As illustrated, the device 100 includes an imaging sensor, such as the imaging sensor 112. Further, the device 100 may include one or more motion sensors 120, such as accelerometers. Further, the device 100 may include one or more interfaces 130. For example, if the device 100 corresponds to a smartphone or similar portable communication device, the interface(s) 130 may include one or more radio interfaces and/or one or more wire-based interfaces for providing network connectivity of the device 100. Examples of radio technologies for implementing such radio interface(s) for example include cellular radio technologies, such as GSM (Global System for Mobile Communications), UMTS (Universal Mobile Telecommunication System), LTE (Long Term Evolution), or CDMA2000, a WLAN (Wireless Local Area Network) technology according to an IEEE 802.11 standard, or a WPAN (Wireless Personal Area Network) technology, such as Bluetooth. Examples of wire-based network technologies for implementing such wire-based interface(s) for example include Ethernet technologies and USB (Universal Serial Bus) technologies.
Further, the device 100 is provided with one or more processors 140 and a memory 150. The imaging sensor 112, the motion sensors 120, the interface(s) 130, and the memory 150 are coupled to the processor(s) 140, e.g., using one or more internal bus systems of the device 100.
The memory 150 includes program code modules 160, 170, 180 with program code to be executed by the processor(s) 140. In the illustrated example, these program code modules include a video capturing module 160, a motion detection module 170, and a video processing module 180.
The video capturing module 160 may implement the above-described functionalities of capturing video data while applying a higher video capturing frame rate in a subarea of the overall imaging area of the imaging sensor 112. Further, the video capturing module 160 may also implement the above-described determination of the subarea in which the higher video capturing frame rate is applied.

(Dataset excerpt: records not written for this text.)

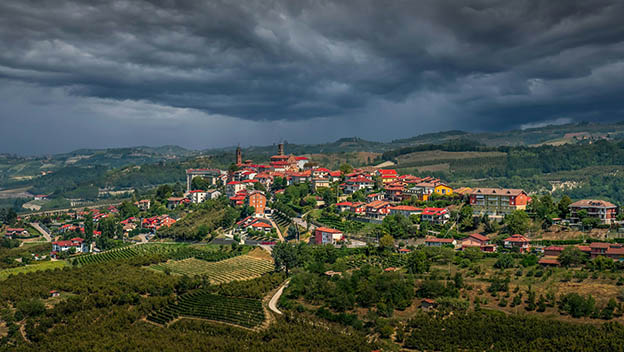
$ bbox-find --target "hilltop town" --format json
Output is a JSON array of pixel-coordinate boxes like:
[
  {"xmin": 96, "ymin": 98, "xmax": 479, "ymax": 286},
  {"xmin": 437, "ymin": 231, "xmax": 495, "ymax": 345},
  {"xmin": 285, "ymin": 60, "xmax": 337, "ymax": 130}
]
[{"xmin": 3, "ymin": 138, "xmax": 624, "ymax": 350}]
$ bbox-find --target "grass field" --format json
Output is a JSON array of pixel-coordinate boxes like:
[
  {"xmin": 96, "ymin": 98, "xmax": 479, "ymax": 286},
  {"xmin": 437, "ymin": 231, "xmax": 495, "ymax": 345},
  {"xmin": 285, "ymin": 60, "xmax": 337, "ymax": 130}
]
[
  {"xmin": 151, "ymin": 254, "xmax": 274, "ymax": 284},
  {"xmin": 0, "ymin": 260, "xmax": 68, "ymax": 280}
]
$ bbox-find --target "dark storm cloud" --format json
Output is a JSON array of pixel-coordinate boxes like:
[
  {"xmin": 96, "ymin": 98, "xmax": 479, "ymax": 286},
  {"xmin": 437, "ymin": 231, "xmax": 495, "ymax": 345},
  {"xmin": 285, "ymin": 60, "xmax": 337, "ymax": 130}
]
[{"xmin": 1, "ymin": 0, "xmax": 624, "ymax": 152}]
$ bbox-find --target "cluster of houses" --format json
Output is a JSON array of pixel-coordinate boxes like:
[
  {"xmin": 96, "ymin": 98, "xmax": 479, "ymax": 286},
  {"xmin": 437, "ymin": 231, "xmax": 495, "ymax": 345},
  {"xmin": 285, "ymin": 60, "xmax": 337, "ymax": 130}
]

The motion detection module 170 may implement the above-described functionalities of detecting motion in the captured video data. Further, the motion detection module may also apply detection of global motion, e.g., on the basis of the captured video data or on the basis of outputs of the motion sensor(s) 120.
The video processing module 180 may implement the above-described functionalities of combining the high rate video frames captured in the subarea with the normal rate video frames captured in the overall imaging area.
It is to be understood that the structures as illustrated in
As can be seen, the concepts as explained above allow for efficiently capturing video data. In particular, a high quality video may be generated with low levels of blurring, even if moving objects are present in the imaged scene. In addition to avoiding blurring, the captured video data may also allow for generating high quality slow motion videos.
It is to be understood that the concepts as explained above are susceptible to various modifications. For example, the concepts could be applied in various kinds of devices, in connection with various kinds of imaging sensor technologies, including array cameras, stereoscopic cameras, or the like. Further, the concepts may be applied with respect to various kinds of video resolutions and frame rates.